Masuk Daftar
My Getplus

Kado Istimewa Pernikahan

Tinimbang mempersembahkan permata dan benda berharga, Mangkunegara VII memilih pentas tari sebagai kado pernikahan.

Oleh: Yudi Anugrah Nugroho | 12 Feb 2014
Gusti Nurul, putri Mangkunegara VII, menari tari Sari Tunggal, sebagai kado istimewa pernikahan Ratu Juliana dan Pangeran Bernhard. Foto: KITLV.

KGPAA Mangkunegara VII ingin memberikan kado istimewa untuk pernikahan Putri Juliana, anak Ratu Belanda Wilhelmina, dengan Pangeran Bernhard. Sementara raja-raja lain di Nusantara mempersembahkan permata dan benda-benda berharga, dia memilih pentas tari. Kado itu semakin istimewa karena putrinya yang cantik, Siti Noeroel Kamaril Ngasarati Koesoemo Wardhani atau kerap disapa Gusti Nurul, bakal jadi penarinya.

Romo (bapak), mempunyai gagasan dalam tarianku,” ujar Gusti Nurul, lahir pada 17 September 1921, dalam Lembar Kenangan Gusti Noeroel.

Pementasan tari akan diiringi gamelan Kyai Kanyut Mesem yang dimainkan di Pura Mangkunagaran, Solo. Alunan gamelan dipancarkan secara langsung melalui stasiun radio Solosche Radio Vereeniging (SRV) ke Negeri Belanda. Tarian yang dipilih Sari Tunggal, “tari dari Keraton Yogyakarta yang selama ini telah kupelajari dari kakak ibuku, Pangeran Tedjo Koesoemo,” kata Gusti Nurul.

Advertising
Advertising

Rangkaian acara pernikahan akan digelar pada Desember 1936-Januari 1937. Mengingat perjalanan jauh dan menyita waktu, Mangkunegara VII dan permaisuri GKR Timur serta Gusti Nurul berangkat pada Agustus 1936. 
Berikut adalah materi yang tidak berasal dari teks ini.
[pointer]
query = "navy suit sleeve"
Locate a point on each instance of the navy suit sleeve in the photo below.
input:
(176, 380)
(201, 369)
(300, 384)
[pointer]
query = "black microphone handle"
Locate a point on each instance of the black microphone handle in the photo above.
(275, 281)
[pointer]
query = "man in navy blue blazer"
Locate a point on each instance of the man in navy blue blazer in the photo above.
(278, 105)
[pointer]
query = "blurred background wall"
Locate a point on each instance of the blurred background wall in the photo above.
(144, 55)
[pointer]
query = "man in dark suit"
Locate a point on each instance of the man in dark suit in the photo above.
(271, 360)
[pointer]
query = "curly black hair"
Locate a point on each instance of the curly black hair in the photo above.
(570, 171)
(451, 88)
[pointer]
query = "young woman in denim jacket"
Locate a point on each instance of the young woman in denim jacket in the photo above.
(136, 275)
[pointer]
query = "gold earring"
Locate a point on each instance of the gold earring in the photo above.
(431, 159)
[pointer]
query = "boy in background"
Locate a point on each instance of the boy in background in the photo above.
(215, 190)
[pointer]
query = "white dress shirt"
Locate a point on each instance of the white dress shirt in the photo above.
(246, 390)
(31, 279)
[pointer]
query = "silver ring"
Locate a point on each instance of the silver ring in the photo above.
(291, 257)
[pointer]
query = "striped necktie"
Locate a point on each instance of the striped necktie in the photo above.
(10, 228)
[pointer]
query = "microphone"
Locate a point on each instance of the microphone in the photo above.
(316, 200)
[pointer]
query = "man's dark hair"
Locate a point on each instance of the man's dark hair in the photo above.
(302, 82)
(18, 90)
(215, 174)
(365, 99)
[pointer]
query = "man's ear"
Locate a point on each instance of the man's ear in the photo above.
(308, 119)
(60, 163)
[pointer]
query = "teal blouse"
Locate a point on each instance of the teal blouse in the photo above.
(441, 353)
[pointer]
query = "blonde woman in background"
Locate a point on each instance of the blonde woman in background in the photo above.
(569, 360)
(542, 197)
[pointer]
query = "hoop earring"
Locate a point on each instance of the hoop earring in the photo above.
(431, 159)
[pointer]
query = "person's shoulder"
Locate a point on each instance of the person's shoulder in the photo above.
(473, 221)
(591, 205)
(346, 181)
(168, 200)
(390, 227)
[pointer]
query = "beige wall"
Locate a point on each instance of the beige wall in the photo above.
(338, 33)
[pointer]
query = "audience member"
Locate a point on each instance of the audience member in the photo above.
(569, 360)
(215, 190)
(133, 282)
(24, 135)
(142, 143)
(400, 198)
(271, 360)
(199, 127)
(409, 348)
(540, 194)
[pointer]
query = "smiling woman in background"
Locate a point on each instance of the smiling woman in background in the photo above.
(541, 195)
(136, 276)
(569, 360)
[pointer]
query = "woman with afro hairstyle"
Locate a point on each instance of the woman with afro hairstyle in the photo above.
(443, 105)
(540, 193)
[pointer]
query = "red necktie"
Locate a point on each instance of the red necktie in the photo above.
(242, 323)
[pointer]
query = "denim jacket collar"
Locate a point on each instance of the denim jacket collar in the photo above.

Dalam perjalanan, di atas kapal Marnix, Gusti Nurul menyempatkan diri berlatih. Setelah tiba di Italia, perjalanan disambung dengan keretapi. Mereka tiba di Amsterdam pada 16 November 1936, lalu bertolak ke Den Haag pada 1 Desember 1936.

Menurut Harry A. Poeze dalam Di Negeri Penjajah, inilah untuk pertama kalinya seorang raja Jawa yang sedang berkuasa berkunjung ke Negeri Belanda. Selama empat bulan rombongan menginap di Puri Oud-Wassenar.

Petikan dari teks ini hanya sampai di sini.